The B&G report recently cited a similar scenario in which 56 percent of California voters favored the following question.
“Do you favor or oppose changing election laws so that statewide initiatives can only be placed before voters in a November general election instead of a primary election?”
Asked another way California voters opposed by 60 percent the new Governor signing the exact same bill.
“In 2009, the Republicans and Democrats in the state legislature reached a bipartisan agreement to balance the state budget in which the Republicans agreed to support significant increases to the state’s income, sales and car taxes and the Democrats agreed to put before voters in June of 2012 an initiative limiting state spending increases and increasing the state’s rainy day fund. On the last day of the current legislative session, however, the state legislature passed a union-backed bill that would delay the public vote on the initiative until November of 2014. Do you believe Governor Jerry Brown should sign this bill delaying the initiative or veto the bill and allow voters to consider the initiative next June?”
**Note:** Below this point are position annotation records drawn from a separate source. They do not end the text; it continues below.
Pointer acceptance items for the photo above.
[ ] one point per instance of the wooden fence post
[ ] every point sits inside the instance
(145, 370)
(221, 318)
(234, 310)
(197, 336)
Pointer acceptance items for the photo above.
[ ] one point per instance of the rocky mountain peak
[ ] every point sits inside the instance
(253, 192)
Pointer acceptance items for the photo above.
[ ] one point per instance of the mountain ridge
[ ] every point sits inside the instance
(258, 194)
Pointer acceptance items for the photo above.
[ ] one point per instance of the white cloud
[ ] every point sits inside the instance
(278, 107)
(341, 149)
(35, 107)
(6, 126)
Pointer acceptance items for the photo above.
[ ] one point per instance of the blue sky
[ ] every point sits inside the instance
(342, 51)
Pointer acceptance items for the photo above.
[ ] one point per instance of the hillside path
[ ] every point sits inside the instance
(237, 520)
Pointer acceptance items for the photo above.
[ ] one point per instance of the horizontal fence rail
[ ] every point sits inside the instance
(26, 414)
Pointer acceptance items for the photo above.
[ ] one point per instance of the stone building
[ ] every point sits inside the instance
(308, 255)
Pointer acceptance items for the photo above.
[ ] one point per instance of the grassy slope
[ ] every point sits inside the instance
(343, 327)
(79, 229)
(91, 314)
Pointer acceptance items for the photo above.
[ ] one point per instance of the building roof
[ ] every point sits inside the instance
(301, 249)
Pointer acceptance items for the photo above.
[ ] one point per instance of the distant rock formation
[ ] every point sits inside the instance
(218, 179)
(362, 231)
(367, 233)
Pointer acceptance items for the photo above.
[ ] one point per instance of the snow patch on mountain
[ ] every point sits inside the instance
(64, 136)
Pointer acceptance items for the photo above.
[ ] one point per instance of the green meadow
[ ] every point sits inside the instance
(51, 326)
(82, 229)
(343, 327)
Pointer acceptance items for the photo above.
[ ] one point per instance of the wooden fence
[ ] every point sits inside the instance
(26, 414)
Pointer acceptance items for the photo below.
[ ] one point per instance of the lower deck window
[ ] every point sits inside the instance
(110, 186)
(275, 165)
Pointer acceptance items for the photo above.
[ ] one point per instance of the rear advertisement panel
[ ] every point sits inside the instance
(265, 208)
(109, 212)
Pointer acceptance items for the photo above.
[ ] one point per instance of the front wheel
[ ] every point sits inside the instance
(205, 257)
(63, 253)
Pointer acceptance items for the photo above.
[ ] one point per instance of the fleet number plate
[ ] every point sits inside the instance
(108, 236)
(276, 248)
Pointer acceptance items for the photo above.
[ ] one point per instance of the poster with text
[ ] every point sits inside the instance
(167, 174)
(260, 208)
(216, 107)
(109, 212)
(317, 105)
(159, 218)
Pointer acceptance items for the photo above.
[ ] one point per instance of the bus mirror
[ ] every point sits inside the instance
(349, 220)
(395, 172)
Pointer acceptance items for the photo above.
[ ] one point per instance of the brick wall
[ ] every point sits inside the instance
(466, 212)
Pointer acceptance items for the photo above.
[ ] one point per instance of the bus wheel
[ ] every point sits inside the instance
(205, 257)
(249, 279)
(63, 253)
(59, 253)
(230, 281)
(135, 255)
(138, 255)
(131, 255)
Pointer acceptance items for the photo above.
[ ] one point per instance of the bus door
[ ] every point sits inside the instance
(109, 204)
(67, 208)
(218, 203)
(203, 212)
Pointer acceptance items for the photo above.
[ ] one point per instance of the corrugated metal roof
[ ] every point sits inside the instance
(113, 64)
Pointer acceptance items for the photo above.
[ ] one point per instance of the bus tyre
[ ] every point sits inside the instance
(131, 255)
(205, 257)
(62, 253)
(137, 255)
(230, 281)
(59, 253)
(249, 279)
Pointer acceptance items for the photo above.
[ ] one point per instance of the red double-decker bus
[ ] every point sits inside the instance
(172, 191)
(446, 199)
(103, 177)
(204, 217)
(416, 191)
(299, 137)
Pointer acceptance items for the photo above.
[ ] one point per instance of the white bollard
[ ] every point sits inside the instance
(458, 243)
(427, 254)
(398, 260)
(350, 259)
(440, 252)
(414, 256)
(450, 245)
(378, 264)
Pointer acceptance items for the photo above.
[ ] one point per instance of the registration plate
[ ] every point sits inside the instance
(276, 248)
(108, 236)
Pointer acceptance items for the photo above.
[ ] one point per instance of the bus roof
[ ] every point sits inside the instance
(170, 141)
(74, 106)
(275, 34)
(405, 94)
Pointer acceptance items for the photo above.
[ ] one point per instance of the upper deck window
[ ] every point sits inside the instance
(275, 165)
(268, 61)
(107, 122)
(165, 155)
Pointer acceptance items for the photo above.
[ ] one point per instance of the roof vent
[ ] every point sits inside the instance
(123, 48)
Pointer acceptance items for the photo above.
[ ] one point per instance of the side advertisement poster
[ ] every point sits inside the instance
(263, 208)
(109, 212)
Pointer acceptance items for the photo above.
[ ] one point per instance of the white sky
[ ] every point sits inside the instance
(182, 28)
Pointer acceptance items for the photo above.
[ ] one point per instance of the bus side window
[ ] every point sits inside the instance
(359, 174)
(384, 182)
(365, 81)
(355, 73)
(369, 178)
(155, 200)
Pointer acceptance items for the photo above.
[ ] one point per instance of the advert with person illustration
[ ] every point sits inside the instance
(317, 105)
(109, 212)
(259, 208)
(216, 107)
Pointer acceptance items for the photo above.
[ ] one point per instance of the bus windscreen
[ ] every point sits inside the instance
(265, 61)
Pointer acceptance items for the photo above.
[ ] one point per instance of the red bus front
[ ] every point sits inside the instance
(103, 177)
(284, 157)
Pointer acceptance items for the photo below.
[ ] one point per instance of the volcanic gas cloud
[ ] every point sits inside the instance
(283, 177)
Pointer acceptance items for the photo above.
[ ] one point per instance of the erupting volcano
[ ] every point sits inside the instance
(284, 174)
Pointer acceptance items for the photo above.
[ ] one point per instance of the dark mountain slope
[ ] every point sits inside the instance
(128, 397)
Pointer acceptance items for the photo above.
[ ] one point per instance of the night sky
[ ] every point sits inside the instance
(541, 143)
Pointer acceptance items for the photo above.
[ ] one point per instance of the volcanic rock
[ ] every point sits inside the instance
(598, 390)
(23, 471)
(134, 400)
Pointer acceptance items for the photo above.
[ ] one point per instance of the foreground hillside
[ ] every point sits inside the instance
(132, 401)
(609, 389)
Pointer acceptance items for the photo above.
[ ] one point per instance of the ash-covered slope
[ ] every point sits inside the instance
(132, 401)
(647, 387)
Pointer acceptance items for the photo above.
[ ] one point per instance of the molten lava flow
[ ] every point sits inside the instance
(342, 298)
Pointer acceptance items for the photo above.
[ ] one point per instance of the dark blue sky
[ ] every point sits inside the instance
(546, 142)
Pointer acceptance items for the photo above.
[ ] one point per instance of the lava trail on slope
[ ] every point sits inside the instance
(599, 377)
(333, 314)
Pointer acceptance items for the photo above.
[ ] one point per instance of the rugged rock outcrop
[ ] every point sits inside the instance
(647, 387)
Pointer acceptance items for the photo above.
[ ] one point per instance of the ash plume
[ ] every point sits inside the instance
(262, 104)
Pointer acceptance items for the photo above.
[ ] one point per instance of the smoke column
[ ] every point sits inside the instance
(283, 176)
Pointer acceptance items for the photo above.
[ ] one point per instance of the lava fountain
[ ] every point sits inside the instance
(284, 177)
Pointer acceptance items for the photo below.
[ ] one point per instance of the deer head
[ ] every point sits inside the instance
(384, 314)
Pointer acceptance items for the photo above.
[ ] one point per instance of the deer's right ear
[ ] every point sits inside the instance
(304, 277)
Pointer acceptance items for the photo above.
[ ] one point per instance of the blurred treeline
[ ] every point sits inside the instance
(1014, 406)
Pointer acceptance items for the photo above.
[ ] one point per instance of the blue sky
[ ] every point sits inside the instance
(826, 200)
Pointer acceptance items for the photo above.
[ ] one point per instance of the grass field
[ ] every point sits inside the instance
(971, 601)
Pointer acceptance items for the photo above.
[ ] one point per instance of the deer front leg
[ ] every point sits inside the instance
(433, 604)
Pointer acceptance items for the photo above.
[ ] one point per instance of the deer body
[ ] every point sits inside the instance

There could be two distinct mechanisms at work. First, voters respond differently depending on how the question is asked. Asking a poll (or referendum) question is very difficult because the use of certain words and phrases can make a question very leading to the respondent. An alternative explanation could be that the default answer is “no” to questions that are complex or not clearly explained.
**If you had to read the last question four times as I did, keep in mind that the primary election is in June, the general election is November.